Additionally, the district has seen only an average of 0.56% in property tax increase over a five-year period, and tax abatement agreements for new construction and commercial projects have eliminated the district’s growth. PDY Superintendent Ted Haselman said NEXUS pipeline money during the 2019-20 fiscal year is the single source of real estate growth the school district has experienced in five years.
Haselman said the time has arrived to ask voters for financial help.
“The Board of Education has continued to be very cognizant of when to ask our community for support,” he said. “They have stressed time and time again they do not want to ask for dollars until it is absolutely necessary, as they do not want to place an unwarranted burden on our community.”
In fact, he said, while the school district’s expenditures continued to increase at an average rate of 3.04% between the fiscal years of 2013-20, administrators have successfully kept them in check. In Fiscal Year 2020 the district was awarded nearly $900,000 in grants to offset expenses. Haselman said with changes in class sizes the school district has implemented staff adjustments, eliminating four positions for the current school year while routinely ensuring the schools are adequately staffed.
“Fiscal responsibility is one of the highest priorities of this Board of Education and administration,” Haselman said. “The district’s use of federal grant dollars actually allowed the district to reduce expenditures in fiscal year 2020 by 2.07%. We are always actively looking to earn grant dollars to pay for our expenses to ease the tax burden on PDY residents.”
He said an income tax levy is being proposed to maintain fairness to property owners by spreading the cost across a larger segment of district residents.

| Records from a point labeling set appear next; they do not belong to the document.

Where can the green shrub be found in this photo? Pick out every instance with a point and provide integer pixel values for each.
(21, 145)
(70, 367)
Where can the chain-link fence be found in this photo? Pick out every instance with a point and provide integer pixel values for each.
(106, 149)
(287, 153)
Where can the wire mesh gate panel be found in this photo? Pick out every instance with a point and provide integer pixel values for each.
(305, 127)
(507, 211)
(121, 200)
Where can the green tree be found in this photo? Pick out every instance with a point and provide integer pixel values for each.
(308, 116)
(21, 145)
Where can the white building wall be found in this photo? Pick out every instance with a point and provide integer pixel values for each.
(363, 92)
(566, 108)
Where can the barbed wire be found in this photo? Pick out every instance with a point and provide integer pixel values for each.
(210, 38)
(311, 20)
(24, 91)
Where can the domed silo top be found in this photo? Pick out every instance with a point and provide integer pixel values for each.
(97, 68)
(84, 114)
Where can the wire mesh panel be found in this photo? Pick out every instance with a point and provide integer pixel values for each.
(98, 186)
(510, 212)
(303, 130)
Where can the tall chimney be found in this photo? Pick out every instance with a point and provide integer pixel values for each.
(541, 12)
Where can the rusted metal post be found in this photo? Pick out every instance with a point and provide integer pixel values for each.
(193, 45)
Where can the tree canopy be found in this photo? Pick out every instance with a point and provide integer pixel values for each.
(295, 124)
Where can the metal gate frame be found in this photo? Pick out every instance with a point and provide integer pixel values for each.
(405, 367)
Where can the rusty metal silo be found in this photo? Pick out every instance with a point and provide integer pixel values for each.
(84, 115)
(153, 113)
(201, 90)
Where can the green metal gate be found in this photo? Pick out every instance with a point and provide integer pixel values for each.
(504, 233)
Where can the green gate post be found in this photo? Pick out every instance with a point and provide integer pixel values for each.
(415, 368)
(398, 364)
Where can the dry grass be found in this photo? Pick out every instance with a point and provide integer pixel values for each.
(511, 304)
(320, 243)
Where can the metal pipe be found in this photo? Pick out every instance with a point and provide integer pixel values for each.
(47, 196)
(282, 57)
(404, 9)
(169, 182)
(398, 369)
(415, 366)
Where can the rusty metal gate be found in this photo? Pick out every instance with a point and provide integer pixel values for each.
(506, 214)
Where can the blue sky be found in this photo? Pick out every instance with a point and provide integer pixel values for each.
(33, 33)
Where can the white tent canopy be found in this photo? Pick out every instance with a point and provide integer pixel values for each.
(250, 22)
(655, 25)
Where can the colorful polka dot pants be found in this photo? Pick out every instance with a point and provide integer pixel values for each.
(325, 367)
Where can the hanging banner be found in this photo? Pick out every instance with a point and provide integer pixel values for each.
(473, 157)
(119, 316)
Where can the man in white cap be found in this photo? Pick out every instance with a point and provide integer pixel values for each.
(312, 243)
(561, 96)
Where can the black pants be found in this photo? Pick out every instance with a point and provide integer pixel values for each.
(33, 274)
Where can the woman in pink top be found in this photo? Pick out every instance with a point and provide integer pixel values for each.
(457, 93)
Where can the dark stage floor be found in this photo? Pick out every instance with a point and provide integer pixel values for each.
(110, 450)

He said it will also be more amiable to senior citizens than an across-the-board real estate tax. Social security benefits are not taxed by a school district income, which includes an annual $50 credit per senior citizen.
If the proposed levy fails Nov. 3 the school board may have to consider adding a levy to the May or November ballot next year. Haselman said it’s either that solution or implementing major budget reductions “which would impact the quality of education and services our students receive. The need will not go away.”
A district levy committee began meeting this month. The school district will share levy facts with the community through October.
“We pride ourself on getting the most out of the funds we have and have not approved new tax dollars from the community in nearly 10 years,” Board of Education President Mike Ford said. “That said, the time has come where the school district requires more revenue to support our children in the way they deserve and I am hopeful that our community trusts us come November with a positive vote. A healthy school is a healthy community.”
Voters last awarded the PDY school district new revenue through a 5.99-mill property tax levy nine years ago, renewing it at 7.62 mill after three years. The same levy was approved as a substitute levy in 2018.
But Haselman said community members he has spoken to favor an income tax. “These folks stated they feel it is a fairer tax and are happy all residents would be paying the tax, not just property owners,” he said.
He said the community has been supportive of the school district’s most recent levies, and believes residents trust both the schools and school board members.
“The board’s philosophy to not place unwarranted asks on our district residents has strengthened that trust,” Haselman said. “Additionally, the continuous improvement in the instructional programs reflected by the district’s positive state report card results show the district is moving in a positive direction.”